A novela tinha uma trilha sonora bem eclética, é só conferir aí pra relembrar:
Trilha Nacional:
As muralhas do teu quarto são bem altas, mas eu posso te alcançar (Wando)
Chama (Roupa Nova)
Renascer (Zizi Possi)
Medieval 2 (Léo Jayme)
Cigana (Carla Daniel)
Bye bye tristeza (Sandra de Sá)
A dama e o vagabundo (Zé Lourenço)
Flecha (Sagrado Coração da Terra)
Nossa luz (Fagner)
Que rei sou eu? (Eduardo Dusek & Luni)
Raça de heróis (Guilherme Arantes)
Finge que não falou (Nico Rezende)
Rap do rei (tema de abertura) (Luni)
Nunca é tarde pra sonhar (Eddy Benedict)
Espanhola (Kleyton e Kledir)
Trilha Internacional:
Les chemins d’amour (Matisse)
Orinoco flow (Enya)
I’ll always love you (Taylor Dane)
Bamboleo (Gipsy Kings)
Someday we’ll be together (el camiño) (Santa Fé)
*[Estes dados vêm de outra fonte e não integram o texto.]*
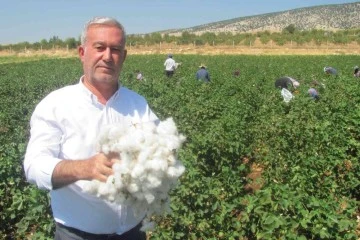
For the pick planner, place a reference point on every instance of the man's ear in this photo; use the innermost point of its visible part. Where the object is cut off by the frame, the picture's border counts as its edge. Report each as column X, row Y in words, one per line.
column 81, row 52
column 124, row 55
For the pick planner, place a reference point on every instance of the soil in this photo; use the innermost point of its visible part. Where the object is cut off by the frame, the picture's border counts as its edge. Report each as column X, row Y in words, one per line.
column 255, row 49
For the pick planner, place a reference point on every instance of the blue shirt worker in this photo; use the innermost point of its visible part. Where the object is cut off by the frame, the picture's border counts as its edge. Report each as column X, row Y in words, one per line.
column 202, row 74
column 330, row 71
column 170, row 66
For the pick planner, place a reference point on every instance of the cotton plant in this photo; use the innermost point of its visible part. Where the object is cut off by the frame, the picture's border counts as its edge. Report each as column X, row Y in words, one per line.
column 148, row 168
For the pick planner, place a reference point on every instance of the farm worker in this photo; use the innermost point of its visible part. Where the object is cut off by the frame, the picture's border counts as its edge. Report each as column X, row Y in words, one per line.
column 139, row 75
column 287, row 83
column 170, row 66
column 61, row 154
column 313, row 93
column 356, row 71
column 312, row 90
column 202, row 74
column 330, row 71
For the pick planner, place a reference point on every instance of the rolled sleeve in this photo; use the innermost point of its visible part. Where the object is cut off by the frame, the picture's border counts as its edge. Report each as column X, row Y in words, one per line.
column 43, row 148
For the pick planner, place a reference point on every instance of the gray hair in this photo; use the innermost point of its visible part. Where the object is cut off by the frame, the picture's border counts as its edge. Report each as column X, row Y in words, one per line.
column 107, row 21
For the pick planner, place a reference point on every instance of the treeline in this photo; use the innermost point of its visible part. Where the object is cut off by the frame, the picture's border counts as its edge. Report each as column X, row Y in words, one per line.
column 289, row 35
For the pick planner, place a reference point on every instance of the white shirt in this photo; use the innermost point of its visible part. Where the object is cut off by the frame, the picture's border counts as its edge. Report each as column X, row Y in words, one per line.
column 65, row 125
column 170, row 64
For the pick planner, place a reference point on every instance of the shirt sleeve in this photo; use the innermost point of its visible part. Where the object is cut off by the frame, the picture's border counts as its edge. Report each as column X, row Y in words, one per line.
column 44, row 146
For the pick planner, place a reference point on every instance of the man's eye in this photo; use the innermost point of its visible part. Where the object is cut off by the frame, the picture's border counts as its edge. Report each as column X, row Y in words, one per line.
column 100, row 48
column 116, row 49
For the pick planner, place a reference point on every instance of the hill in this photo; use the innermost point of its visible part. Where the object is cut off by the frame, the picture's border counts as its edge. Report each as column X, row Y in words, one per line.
column 326, row 17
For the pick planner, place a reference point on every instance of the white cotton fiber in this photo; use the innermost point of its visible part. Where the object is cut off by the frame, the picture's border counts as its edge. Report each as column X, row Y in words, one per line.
column 148, row 167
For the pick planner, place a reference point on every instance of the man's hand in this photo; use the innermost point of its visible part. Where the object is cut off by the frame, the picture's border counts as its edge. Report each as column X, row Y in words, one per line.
column 97, row 167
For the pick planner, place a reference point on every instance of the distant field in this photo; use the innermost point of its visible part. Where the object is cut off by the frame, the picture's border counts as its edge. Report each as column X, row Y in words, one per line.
column 256, row 49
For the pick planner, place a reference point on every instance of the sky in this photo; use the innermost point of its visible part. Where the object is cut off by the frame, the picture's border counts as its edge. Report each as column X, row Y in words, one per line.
column 34, row 20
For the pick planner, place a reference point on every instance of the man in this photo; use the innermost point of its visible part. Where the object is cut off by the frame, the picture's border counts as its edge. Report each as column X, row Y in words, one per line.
column 61, row 155
column 330, row 71
column 170, row 66
column 202, row 74
column 285, row 82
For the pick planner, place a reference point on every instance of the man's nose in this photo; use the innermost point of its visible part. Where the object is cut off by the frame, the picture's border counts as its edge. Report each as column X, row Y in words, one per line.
column 107, row 55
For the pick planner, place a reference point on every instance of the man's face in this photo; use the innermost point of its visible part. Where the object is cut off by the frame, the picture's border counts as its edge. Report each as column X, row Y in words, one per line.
column 103, row 55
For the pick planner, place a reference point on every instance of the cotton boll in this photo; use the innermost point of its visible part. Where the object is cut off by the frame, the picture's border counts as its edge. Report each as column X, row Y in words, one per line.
column 157, row 164
column 133, row 188
column 102, row 190
column 175, row 171
column 148, row 167
column 167, row 127
column 137, row 171
column 147, row 226
column 116, row 167
column 118, row 183
column 105, row 149
column 148, row 127
column 153, row 181
column 149, row 197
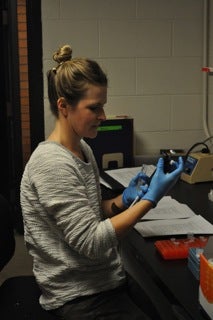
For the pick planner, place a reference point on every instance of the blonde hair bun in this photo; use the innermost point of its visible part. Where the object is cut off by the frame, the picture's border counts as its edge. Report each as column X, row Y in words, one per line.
column 63, row 54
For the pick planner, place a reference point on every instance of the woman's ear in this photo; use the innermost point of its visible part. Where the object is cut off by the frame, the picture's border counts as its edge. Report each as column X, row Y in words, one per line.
column 62, row 106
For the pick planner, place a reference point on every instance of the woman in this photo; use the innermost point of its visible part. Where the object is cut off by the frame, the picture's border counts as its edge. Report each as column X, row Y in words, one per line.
column 70, row 231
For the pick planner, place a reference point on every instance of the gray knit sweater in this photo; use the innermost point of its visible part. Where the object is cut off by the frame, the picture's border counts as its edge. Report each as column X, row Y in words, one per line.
column 74, row 247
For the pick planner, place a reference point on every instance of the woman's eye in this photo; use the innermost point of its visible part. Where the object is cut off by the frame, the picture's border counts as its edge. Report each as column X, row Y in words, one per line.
column 95, row 108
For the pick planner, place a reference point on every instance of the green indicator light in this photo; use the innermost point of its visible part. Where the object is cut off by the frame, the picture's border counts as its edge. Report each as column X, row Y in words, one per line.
column 110, row 128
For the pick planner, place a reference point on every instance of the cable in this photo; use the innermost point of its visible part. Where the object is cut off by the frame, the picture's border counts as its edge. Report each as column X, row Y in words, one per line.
column 206, row 150
column 209, row 138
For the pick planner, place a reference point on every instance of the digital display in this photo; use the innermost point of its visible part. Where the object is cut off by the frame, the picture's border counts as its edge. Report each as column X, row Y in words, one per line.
column 110, row 128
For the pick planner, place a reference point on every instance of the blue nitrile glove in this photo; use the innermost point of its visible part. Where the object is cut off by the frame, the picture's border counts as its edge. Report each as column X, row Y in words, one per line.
column 136, row 188
column 162, row 182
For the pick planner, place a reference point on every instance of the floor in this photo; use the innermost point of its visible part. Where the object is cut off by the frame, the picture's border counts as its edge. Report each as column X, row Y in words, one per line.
column 21, row 262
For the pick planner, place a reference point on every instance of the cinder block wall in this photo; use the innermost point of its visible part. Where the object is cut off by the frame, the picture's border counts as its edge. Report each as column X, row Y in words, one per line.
column 152, row 52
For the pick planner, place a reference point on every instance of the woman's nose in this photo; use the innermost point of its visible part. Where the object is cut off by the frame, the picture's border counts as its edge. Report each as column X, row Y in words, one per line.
column 102, row 115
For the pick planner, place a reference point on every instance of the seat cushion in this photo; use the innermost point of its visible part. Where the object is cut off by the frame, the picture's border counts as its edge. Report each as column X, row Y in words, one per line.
column 19, row 300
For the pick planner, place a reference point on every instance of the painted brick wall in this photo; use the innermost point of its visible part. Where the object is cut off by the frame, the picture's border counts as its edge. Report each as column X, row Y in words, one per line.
column 24, row 85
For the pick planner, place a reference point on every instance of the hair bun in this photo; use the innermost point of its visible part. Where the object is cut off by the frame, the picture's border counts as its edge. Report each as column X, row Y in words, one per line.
column 63, row 54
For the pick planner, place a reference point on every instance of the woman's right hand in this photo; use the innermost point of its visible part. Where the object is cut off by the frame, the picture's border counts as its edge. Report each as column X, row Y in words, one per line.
column 162, row 182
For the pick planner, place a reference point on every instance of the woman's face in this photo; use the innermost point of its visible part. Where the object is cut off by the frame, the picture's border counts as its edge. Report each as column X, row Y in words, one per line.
column 87, row 115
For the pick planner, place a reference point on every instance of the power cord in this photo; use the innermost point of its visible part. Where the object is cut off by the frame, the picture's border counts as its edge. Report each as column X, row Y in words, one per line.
column 204, row 150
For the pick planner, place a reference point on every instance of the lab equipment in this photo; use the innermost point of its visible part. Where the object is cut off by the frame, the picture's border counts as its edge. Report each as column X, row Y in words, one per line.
column 198, row 168
column 135, row 190
column 161, row 182
column 113, row 145
column 179, row 248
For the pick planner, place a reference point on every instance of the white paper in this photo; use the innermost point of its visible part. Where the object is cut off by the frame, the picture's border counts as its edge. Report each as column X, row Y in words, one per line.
column 194, row 225
column 169, row 208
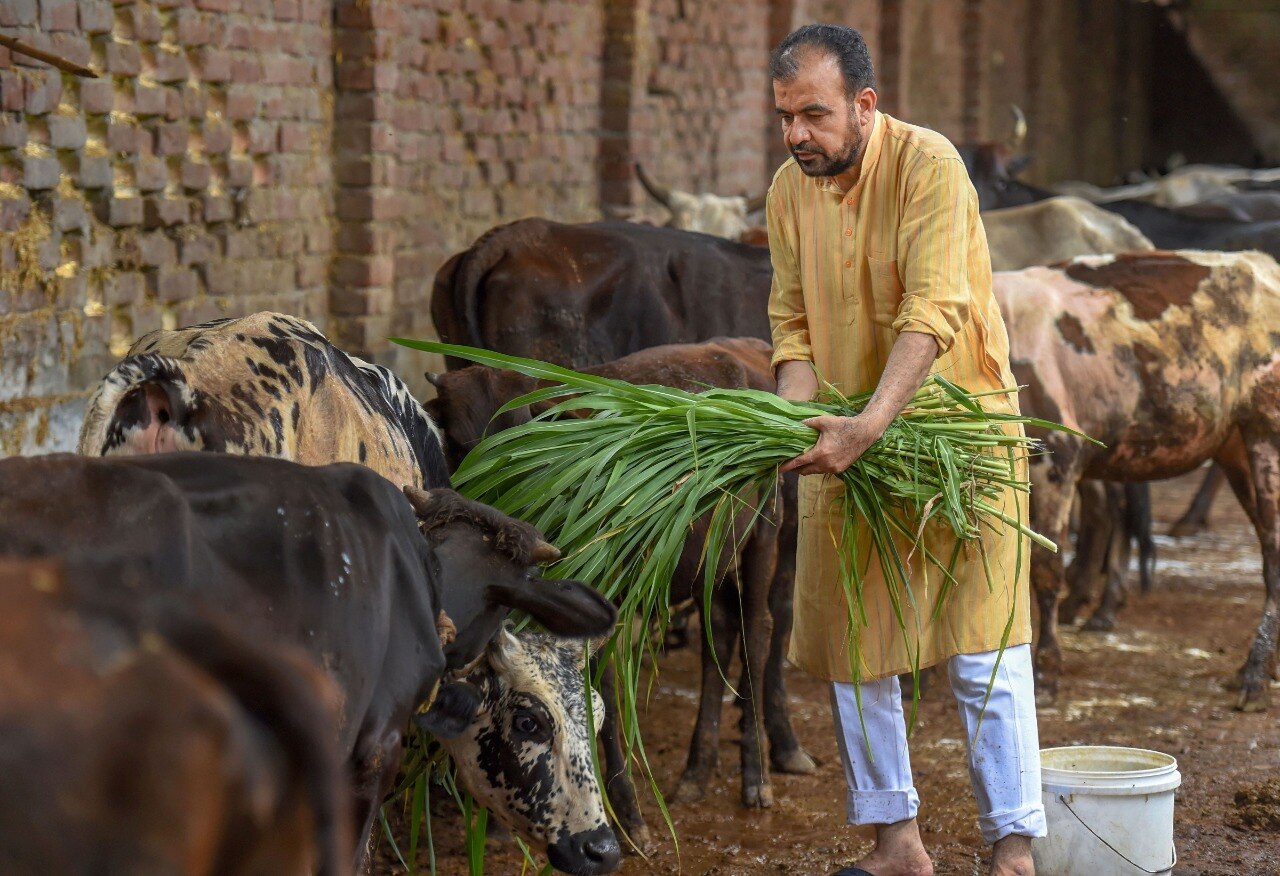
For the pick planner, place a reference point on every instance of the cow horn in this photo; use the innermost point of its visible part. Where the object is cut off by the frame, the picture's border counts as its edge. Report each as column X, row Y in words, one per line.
column 544, row 552
column 1019, row 135
column 656, row 191
column 419, row 498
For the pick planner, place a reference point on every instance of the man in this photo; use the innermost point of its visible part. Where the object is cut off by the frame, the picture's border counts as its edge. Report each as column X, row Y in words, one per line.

How can I go on? (Freddy Mercury & Montserrat Caballé)
Eternal flame (Bangles)
Specially for you (Kylie Minogue & Jason Donovan)
Like a child (Noel)
Let the river run (Carly Simon)
Turn turn turn (Herrey’s)
When I fall in love (Lil Consant)
American bars (Leo Robinson)
Patience (Guns N’Roses)
Ou vocês podem cantar comigo:
“É duro viver
Sem amor, sem poder
Sem grana, sem glória
Sem nome na história
É duro viver
Sem coroa, sem trono
Sem URP ou gatilho
Sem nada de abono
A vida é uma só
Não adianta reclamar
Quem não leva a vida
Vai ver a vida passar
Eu só quero ter da vida
O melhor que a vida tem
Um pouquinho do que é bom
Nunca fez mal a ninguém
Se cada um pudesse cuidar
Daquilo que é seu
Só quero para mim
Tudo aquilo que é meu
E se não for assim
Que rei sou eu?
Que rei sou eu?”
Depois dos seis meses de sucesso no ar, a novela terminou – mas foi reprisada logo em seguida, entre outubro e dezembro do mesmo ano, na Sessão Aventura (que passava às 5 da tarde). No caso, os capítulos foram compactados para a reprise, que prolongou por mais três meses a vida da novela na televisão.
Nada mal para uma novela “bufa e carnavalesca”, como considera Jorge Fernando. “Fizemos uma novela bufa, carnavalesca. Mas, se fosse séria e contemporânea, não conseguiria ser tão atual”. É, seo diretor, atual até hoje, 15 anos depois de sua estréia.